Das machen Susanne Hummel und ihr Ehemann dann auch: Sie flanieren durch die Stuttgarter Innenstadt, fahren mit der Seilbahn, spazieren den Blaustrümpflerweg entlang und mit der Zacke wieder den Berg hinab. Dann geht es weiter zur Karlshöhe, wo die beiden sich ein kühles Getränk gönnen. Dort waren sie noch nie und somit ist es ihr Tipp an alle, die ebenfalls einen Ausflug nach Stuttgart planen. „Die Aussicht auf die Stadt ist wunderschön. Ich muss zugeben, ich kenne doch nicht alles.
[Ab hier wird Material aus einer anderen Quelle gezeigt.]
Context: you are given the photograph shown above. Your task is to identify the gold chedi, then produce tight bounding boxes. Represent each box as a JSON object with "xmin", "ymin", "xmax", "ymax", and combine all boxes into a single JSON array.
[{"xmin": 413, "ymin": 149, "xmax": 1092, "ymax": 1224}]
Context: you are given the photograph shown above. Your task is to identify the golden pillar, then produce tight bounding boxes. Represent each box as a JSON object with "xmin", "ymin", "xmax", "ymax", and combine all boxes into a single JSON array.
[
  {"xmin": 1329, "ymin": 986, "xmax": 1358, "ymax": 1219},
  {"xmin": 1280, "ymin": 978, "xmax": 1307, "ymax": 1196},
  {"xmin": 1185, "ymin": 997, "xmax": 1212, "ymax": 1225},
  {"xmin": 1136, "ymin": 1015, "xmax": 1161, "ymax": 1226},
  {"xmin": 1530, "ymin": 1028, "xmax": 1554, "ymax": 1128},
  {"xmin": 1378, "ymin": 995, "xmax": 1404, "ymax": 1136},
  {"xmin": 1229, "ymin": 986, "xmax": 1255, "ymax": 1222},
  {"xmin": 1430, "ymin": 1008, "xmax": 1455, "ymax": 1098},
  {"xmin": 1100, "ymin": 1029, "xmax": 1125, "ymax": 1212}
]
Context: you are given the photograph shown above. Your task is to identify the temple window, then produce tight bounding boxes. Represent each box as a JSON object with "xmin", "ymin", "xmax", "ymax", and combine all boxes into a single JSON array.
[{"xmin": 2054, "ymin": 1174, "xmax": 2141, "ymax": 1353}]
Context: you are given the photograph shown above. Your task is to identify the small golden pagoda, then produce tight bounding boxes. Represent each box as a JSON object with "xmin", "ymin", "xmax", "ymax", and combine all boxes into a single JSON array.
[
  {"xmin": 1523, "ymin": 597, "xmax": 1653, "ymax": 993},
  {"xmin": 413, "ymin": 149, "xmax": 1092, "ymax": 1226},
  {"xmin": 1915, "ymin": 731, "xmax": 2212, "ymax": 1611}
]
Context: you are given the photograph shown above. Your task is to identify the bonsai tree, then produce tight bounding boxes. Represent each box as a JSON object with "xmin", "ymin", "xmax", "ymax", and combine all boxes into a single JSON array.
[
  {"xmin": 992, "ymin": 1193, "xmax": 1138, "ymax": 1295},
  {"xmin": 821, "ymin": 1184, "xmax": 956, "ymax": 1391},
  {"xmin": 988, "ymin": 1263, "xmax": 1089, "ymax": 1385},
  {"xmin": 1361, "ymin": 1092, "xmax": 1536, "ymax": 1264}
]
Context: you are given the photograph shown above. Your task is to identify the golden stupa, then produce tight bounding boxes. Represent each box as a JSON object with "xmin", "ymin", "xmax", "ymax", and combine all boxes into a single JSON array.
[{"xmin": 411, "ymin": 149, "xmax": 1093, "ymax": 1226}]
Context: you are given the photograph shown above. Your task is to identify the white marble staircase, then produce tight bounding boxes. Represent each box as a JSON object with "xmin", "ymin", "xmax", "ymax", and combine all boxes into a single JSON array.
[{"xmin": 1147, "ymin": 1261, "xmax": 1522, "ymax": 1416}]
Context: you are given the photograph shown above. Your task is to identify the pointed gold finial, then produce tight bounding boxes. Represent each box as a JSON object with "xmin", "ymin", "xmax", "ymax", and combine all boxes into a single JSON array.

Das sind völlig neue Eindrücke“, sagt Jens Hummel.

Das nächste Mal wollen sie Freunde mitnehmen

Was das Paar überraschte, war, wie schnell sie vom hektischen Stadtleben in das beruhigende Grün fahren konnten. Auch diese Facette der Großstadt war neu für sie. Um von einem Ort zum Nächsten zu kommen, nutzten sie die öffentlichen Verkehrsmittel. Das Ticket hat ihnen das Hotel zur Verfügung gestellt.

Falls es die Aktion auch im nächsten Jahr geben sollte, wollen sie sich den Ausflug selbst schenken und Freunde mitnehmen. „Es war, als hätte ich einen Stadttrip nach Hamburg oder Berlin gemacht. Ich habe die Stadt mit anderen Augen gesehen“, sagt Susanne Hummel. „So einen kurzen Wochenendtrip sollten wir wirklich öfter machen.“ Die anfänglichen Zweifel sind verschwunden.

Zuhause wartet der Alltag schon auf sie. Die Zeit sei viel zu schnell vergangen, sagen beide. Am liebsten wären sie noch länger geblieben. Die Ankunft in Leonberg verläuft stressfrei. Sie haben keinen Jetlag und sich auf dem Heimweg nicht verfahren. Das wenige Gepäck ist schnell im Haus, es sind keine Pflanzen vertrocknet und der Briefkasten quillt nicht über.